Os Três Mandamentos...

Brevidade, concisão, en un mot, catch words, num segundo.
Os jornalistas, reza o mito, padecem de cronomentalidade dilerante.
As coisas não são bem assim, mas adiante. Atentem nesta estória, que me chegou através da leitura do investigador espanhol José Contreras.

Sobre o imperativo mandamento da brevidade, José Contreras (1990: 130-131) conta o que rotula como uma anedota oriunda da Grã-Bretanha. Transpõe-se, para os dias de hoje, a chegada de Moisés, vindo do Monte Sinai com os Dez Mandamentos.
“Com toda a certeza, os espaços informativos do mundo inteiro incluiriam a notícia. Num qualquer lugar, o locutor de serviço iniciaria o programa desta forma: Boa tarde. Hoje, Moisés regressou da sua ascensão ao Monte Sinai. Trouxe com ele umas tábuas que recolhem o que apelida de Dez Mandamentos. Estes são os três mais importantes!”.

Acham que as televisões dariam mesmo os três mandamentos, ou um chegava e sobrava?
E já agora, qual seria o escolhido pelos gatekeepers das redacções televisivas?
Aceitam-se apostas...

Uma entrada (muito) mal servida

Os guarda-redes têm aquela angústia na hora do penalti. Os jornalistas têm, quantas vezes, aquela angústia na hora de escrever a primeira linha. É a angústia da página em branco, o medo desse palavrão de seu nome incipit.
Por vezes as coisas correm bem, por vezes correm mal.
Ora atentem nesta estória.

A Defensora del Lector do El País, Soledad Gallego-Díaz, lembra um caso que lhe foi contado por um jornalista veterano, quando ela debutava na profissão: “Cuidado, não te esqueças que há algo pior que uma entrada aborrecida: um começo gratuito. E contou-me um caso ocorrido em 1968 numa emissora de rádio. Um jornalista, angustiado com a necessidade de ser original, começou assim a sua intervenção ao microfone: ‘Quando era criança, a minha mãe cantava-me uma canção que dizia: Mamã Inês, todos os negros tomam café. A partir de hoje, um negro não tomará mais café: Martin Luther King foi assassinado”.

Escusado será dizer que o jornalista perdeu o emprego.

Incêndios, explosões, pragas, inundações, acidentes de comboio...

Longe de mim pretender absolver os jornalistas que, dia a dia, vão pecando por prática abusiva de infotainment.
Há, no entanto, quem, brandindo a cartilha apocalíptica, tenha a memória curta, indexando tal mal aos tempos hodiernos.
Em tempos, Vasco Pulido Valente escreveu sobre o tema. A célebre crónica intitulava-se Nascemos ontem!

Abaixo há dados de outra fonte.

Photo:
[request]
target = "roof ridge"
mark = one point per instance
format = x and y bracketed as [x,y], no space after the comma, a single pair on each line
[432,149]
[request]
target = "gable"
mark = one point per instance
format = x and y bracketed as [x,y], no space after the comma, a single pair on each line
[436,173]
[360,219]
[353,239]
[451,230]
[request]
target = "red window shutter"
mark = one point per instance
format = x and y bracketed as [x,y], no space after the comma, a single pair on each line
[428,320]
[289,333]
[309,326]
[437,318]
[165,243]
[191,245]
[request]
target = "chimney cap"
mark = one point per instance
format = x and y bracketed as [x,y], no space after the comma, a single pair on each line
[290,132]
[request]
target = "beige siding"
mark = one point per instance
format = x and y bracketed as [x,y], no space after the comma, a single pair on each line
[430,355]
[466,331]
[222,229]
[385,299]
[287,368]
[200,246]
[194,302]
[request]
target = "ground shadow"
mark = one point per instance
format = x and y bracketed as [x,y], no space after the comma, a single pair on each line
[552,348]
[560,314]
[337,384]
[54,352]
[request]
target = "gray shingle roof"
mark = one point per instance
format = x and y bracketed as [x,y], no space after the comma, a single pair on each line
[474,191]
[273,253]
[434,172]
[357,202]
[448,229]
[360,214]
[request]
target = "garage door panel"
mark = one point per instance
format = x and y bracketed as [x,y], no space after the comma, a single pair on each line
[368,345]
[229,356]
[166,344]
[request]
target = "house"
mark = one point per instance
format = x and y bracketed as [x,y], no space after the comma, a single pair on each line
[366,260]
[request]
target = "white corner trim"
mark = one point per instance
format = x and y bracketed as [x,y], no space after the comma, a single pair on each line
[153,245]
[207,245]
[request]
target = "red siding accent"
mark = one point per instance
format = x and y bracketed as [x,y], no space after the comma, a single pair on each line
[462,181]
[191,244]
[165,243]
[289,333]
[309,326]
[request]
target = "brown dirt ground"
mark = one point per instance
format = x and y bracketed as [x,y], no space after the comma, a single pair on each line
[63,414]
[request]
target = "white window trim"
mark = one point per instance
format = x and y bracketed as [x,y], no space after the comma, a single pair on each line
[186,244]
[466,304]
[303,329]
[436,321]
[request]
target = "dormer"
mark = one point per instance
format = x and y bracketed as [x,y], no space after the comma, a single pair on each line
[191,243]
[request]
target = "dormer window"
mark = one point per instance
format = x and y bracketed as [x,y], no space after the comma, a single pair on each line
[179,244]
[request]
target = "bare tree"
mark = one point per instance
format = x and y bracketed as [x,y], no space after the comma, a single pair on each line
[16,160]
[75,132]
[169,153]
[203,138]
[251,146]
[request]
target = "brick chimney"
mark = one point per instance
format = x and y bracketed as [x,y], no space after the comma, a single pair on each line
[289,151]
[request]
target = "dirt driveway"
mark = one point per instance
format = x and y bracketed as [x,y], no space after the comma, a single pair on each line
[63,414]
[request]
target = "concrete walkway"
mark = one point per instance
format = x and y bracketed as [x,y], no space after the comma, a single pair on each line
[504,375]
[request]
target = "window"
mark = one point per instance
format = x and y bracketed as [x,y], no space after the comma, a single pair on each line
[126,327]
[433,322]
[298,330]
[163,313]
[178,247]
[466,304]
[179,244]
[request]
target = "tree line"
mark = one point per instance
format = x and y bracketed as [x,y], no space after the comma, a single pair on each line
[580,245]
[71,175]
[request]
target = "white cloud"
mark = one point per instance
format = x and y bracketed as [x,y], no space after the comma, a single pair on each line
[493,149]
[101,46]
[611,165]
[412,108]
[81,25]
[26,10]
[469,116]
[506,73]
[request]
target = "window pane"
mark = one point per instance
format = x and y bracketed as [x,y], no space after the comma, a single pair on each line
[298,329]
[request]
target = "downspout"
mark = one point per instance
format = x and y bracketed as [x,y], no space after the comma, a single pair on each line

Mitchell Stephens também não nasceu ontem. E lembra-nos que as notícias e o entretenimento não se conheceram e emparelharam pela primeira vez nos telejornais: o seu romance remonta aos tempos dos pregoeiros e jograis: “Os telejornais não injectaram nenhuma substância estranha — o tom de chalaça — nas notícias”. Stephens considera que os telejornais incluem menos sangue, sexo e depravação que o que Joseph Pulitzer injectava no seu New York World em 1883.
Mais sangue, sexo e depravação que o determinado num memorandum da agência Reuter, do século XIX, parece na verdade difícil de conseguir: “Incêndios, explosões, pragas, inundações, acidentes de comboio, tempestades destruidoras, terramotos, naufrágios com perda de vidas, acidentes com barcos de guerra, tumultos graves, greves violentas, duelos e suicídios de pessoas conhecidas, assassínios sensacionais ou atrozes devem ser noticiados de imediato”. (Instruções aos correspondentes da Reuter, escritas pelo barão Herbert de Reuter, filho do fundador da Reuter, Julius Reuter).